Monsieur Bouillon, la diplomatie parlementaire peut contribuer au succès de la COP21. Sans faire aucune allusion à un événement récent, je dirais qu'elle peut s'épanouir dans le cadre des groupes d'amitié, qui peuvent mettre l'enjeu climatique à l'ordre du jour de leurs rencontres, là où des problèmes particuliers se posent, mais aussi ailleurs. Le Quai d'Orsay est à la disposition de chaque groupe d'amitié pour l'informer de l'état de l'art dans chaque pays, relativement aux négociations climatiques. Il peut également vous indiquer avec quels pays il peut être plus particulièrement utile d'aborder le sujet. Je vous signale que, dans chacun d'entre eux, les ambassadeurs suivent personnellement la préparation de la COP21.

Monsieur Arnaud Leroy, le Brésil se montre en effet toujours plus actif dans les conférences sur le climat, avançant beaucoup d'idées. Il a ainsi récemment articulé une proposition reposant sur le principe de différenciation concentrique. Ouvrant sur une graduation dans le temps entre les actions volontaires et les engagements contraignants, elle pourrait offrir le moyen de surmonter la distinction entre les pays de l'annexe I et les autres, ou du moins de jeter des ponts entre les pays en voie de développement et les pays développés. Alors qu'elle sera prochainement débattue au cours des réunions ADP, il est encore trop tôt pour dire si elle sera retenue dans le texte final.

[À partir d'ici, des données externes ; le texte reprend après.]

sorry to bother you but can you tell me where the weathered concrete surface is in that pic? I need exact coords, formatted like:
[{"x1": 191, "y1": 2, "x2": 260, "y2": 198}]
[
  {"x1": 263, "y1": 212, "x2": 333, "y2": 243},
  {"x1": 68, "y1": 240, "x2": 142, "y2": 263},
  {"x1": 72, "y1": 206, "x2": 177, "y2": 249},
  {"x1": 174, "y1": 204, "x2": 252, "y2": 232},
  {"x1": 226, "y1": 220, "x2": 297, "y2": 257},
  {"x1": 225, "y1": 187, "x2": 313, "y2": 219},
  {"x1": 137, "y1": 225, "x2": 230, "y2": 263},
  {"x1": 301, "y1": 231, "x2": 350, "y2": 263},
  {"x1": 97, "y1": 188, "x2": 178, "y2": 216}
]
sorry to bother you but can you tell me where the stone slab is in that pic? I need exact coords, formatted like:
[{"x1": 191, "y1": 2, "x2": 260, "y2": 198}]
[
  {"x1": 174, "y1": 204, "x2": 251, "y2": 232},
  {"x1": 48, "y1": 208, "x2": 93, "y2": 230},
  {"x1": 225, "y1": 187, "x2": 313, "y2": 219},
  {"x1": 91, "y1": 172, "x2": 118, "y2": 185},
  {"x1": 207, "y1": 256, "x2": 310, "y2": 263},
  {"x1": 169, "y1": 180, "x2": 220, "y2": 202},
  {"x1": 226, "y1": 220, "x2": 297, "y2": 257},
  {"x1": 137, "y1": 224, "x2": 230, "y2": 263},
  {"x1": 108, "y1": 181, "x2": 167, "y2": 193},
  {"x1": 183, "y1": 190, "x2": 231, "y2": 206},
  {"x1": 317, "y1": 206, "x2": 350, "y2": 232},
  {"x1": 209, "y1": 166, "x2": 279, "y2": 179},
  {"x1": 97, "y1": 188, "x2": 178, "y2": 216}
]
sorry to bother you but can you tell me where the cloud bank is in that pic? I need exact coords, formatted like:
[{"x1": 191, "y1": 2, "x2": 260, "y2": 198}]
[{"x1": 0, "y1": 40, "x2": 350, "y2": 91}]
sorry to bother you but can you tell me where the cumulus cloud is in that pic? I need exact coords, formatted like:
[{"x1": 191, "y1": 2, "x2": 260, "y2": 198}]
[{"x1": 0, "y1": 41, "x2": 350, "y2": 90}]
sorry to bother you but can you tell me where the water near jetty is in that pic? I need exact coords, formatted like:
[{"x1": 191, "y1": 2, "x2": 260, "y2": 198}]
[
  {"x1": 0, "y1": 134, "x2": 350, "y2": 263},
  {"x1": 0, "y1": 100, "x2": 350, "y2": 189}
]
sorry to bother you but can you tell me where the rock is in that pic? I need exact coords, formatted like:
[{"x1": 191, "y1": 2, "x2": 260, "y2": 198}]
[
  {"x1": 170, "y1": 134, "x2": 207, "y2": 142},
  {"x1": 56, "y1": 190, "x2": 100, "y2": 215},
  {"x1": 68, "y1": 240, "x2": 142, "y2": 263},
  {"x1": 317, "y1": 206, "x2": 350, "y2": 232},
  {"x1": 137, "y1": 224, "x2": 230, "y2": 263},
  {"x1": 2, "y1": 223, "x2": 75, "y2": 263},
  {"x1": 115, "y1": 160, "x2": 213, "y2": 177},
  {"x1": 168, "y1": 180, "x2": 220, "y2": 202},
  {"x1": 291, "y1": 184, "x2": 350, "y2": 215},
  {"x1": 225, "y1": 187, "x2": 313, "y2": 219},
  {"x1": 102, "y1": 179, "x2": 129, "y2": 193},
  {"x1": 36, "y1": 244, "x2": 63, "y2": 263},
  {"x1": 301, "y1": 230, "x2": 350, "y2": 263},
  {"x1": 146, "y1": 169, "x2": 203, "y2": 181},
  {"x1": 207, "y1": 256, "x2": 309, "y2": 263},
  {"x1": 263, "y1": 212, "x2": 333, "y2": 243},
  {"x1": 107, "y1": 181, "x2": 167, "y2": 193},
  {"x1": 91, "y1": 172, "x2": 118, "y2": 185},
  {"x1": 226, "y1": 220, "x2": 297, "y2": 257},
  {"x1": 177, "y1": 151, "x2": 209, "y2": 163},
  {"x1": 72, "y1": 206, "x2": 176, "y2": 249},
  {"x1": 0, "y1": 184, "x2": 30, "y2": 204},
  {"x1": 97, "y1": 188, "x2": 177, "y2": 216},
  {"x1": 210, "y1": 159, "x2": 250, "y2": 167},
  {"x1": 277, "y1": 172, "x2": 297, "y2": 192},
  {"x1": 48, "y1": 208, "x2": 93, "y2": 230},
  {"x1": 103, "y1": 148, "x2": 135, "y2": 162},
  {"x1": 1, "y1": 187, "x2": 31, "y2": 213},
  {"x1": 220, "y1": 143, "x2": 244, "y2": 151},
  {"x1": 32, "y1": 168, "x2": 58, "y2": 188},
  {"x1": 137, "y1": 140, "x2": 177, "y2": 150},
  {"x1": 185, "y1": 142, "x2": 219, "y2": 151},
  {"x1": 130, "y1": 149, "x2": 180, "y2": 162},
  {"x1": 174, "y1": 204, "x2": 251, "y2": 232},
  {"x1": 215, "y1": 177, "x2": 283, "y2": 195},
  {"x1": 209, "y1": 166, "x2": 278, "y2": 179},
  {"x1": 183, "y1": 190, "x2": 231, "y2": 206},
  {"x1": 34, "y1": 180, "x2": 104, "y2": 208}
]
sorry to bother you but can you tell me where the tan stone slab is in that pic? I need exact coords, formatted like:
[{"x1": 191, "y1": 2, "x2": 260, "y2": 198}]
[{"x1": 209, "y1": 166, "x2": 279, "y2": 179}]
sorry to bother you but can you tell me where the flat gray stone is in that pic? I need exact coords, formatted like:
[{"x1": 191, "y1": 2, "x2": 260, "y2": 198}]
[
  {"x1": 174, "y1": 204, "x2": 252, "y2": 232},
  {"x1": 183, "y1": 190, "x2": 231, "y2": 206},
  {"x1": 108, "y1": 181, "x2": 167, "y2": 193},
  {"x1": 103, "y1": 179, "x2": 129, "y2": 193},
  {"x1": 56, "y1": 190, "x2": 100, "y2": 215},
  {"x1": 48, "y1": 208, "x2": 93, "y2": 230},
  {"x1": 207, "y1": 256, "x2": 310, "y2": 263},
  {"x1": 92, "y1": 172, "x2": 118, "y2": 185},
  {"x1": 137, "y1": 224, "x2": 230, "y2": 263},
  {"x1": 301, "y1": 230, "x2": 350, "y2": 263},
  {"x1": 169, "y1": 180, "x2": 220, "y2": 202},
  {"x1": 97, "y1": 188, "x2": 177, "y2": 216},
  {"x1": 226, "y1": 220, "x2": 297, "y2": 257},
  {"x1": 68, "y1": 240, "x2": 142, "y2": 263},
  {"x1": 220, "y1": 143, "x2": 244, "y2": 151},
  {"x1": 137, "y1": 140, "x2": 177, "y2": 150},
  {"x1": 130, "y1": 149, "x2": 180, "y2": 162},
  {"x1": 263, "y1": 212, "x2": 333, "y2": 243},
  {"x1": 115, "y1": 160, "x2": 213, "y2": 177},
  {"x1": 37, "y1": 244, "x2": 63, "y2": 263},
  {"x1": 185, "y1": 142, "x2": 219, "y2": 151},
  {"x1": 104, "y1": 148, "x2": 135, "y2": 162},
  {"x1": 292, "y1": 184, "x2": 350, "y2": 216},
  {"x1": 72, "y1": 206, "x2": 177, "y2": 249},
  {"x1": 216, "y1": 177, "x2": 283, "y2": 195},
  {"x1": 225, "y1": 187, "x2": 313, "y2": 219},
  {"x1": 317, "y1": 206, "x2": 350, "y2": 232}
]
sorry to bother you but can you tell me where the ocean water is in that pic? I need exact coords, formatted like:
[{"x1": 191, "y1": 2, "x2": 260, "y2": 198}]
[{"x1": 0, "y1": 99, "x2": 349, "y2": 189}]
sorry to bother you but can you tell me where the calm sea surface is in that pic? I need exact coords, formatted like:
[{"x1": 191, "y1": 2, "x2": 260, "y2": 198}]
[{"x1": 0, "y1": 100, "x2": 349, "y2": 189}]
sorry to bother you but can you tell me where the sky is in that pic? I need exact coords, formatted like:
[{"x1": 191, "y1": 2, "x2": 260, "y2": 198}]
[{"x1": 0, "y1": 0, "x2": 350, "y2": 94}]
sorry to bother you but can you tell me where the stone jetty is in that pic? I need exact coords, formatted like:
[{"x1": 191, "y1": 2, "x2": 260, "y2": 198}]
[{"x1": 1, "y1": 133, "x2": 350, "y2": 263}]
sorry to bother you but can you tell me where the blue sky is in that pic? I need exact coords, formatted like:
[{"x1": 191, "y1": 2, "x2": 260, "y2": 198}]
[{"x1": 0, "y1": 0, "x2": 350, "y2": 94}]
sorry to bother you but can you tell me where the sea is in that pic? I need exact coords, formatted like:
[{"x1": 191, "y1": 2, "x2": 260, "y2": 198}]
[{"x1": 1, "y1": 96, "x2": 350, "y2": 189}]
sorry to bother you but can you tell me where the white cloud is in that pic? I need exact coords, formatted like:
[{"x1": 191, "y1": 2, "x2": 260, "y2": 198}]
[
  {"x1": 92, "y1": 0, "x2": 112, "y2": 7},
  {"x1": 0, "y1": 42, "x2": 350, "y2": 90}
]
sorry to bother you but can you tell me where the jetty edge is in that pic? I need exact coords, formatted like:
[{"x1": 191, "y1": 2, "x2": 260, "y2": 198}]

Monsieur Deflesselles, je salue votre travail sur les questions climatiques. Vous évoquez les difficultés qui nous attendent. Peut-être ne voit-on pas les points positifs quand on a le nez sur l'obstacle, mais trois changements s'observent cependant depuis dix ou quinze ans.

D'abord, le réchauffement climatique ne fait quasiment plus l'objet d'une contestation scientifique, par exemple en France, où le réchauffement était un phénomène reconnu, mais n'était pas mis systématiquement en rapport avec l'activité humaine. Il en va différemment aux États-Unis, mais, dans la majeure partie des pays où je me rends, les États reconnaissent la cause humaine du réchauffement. Il faut rendre hommage sur ce point aux travaux du GIEC.

Ensuite, les entreprises, les collectivités territoriales et la société civile s'intéressent désormais à ces sujets.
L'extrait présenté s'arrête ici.